A gennaio 2019 il protocollo della sorveglianza Ar-ISS è stato aggiornato attraverso una circolare del Ministero della Salute con l’obiettivo di migliorarne la performance.

Da non sottovalutare infine i maggiori costi dell’antibiotico-resistenza, determinati dalle disabilità che si cronicizzano, dalle degenze più lunghe e dall’acquisto di antibiotici più cari, che secondo l’OCSE costerà all’Italia 11 miliardi di euro entro il 2050.

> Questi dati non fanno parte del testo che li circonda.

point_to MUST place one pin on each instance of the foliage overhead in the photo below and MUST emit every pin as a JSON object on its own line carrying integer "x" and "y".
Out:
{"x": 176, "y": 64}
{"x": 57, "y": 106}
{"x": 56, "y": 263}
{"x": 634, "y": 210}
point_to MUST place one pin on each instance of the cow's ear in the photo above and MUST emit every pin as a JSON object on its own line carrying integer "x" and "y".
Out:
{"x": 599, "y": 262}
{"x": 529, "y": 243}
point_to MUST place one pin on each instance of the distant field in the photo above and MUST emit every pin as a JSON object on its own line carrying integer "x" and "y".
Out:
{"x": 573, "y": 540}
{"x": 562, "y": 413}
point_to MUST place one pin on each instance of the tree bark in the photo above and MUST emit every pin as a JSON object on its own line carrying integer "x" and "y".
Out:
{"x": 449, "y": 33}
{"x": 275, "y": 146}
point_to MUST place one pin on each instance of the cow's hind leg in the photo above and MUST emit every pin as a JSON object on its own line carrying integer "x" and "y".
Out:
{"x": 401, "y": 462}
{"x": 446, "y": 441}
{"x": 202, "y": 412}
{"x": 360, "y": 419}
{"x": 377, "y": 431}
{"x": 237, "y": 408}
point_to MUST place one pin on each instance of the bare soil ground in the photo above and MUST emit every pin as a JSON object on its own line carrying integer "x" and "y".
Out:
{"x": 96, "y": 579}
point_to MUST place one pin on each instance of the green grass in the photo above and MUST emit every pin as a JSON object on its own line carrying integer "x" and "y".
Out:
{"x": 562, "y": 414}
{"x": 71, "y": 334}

Uno studio OMS, basato su dati provenienti da 114 paesi tra cui l’Italia, individua alti tassi, in alcuni casi addirittura fino al 50%, di resistenza antimicrobica (AMR) a batteri comuni, tra cui Escherichia coli e Stafilococco aureo. Keiji Fukuda, Vice Direttore Generale per la Sicurezza sanitaria dell’OMS, già nel 2014 sosteneva che «senza un’azione urgente e coordinata da parte di molti stakeholder, il mondo viene governato da un’era post-antibiotica, in cui infezioni comuni e ferite leggere, che sono state trattabili per decenni, possono di nuovo uccidere. Gli antibiotici efficaci sono stati uno dei pilastri che ci permettono di vivere più a lungo, più in salute, e di trarre beneficio dalla medicina moderna. A meno che non effettuiamo azioni significative per migliorare gli sforzi al fine di prevenire le infezioni e insieme cambiamo il modo di produrre, prescrivere e utilizzare gli antibiotici, il mondo perderà sempre di più questi benefici per la salute pubblica a livello mondiale e le conseguenze saranno devastanti».

Ciò vuol dire che se gli antibiotici non funzionassero più, le procedure mediche comuni come trapianti di organi, chemioterapia antitumorale, terapia intensiva e altre procedure mediche, incluse alcune cure odontoiatriche, non sarebbero più possibili. Le malattie batteriche si diffonderebbero e potrebbero non essere curabili neanche con antibiotici di ultima generazione, e i pazienti morirebbero a causa delle infezioni.

Negli anni passati spesso in ambito medico e odontoiatrico si è abusato degli antibiotici prescrivendoli anche qualora non vi fossero reali indicazioni, talvolta anche solo per accontentare le aspettative dei pazienti. Questi comportamenti hanno contribuito allo sviluppo delle resistenze batteriche agli antibiotici, e anche i dentisti hanno le loro responsabilità considerando che prescrivono almeno il 10% degli antibiotici totali consumati dagli esseri umani.

E allora che fare, almeno al livello individuale? Un’arma sempre vincente è l’informazione, purché lanci messaggi semplici e chiari:

  • gli antibiotici non vanno presi in caso di infezioni virali, come raffreddori, influenza, banali mal di gola e bronchiti;
  • non bisogna mai optare per il fai da te e neppure usare gli antibiotici “avanzati” in casa su consiglio di amici e parenti;
  • rivolgersi sempre al medico per l’eventuale prescrizione di un antibiotico;
  • bisogna attenersi ai tempi e alle modalità della prescrizione.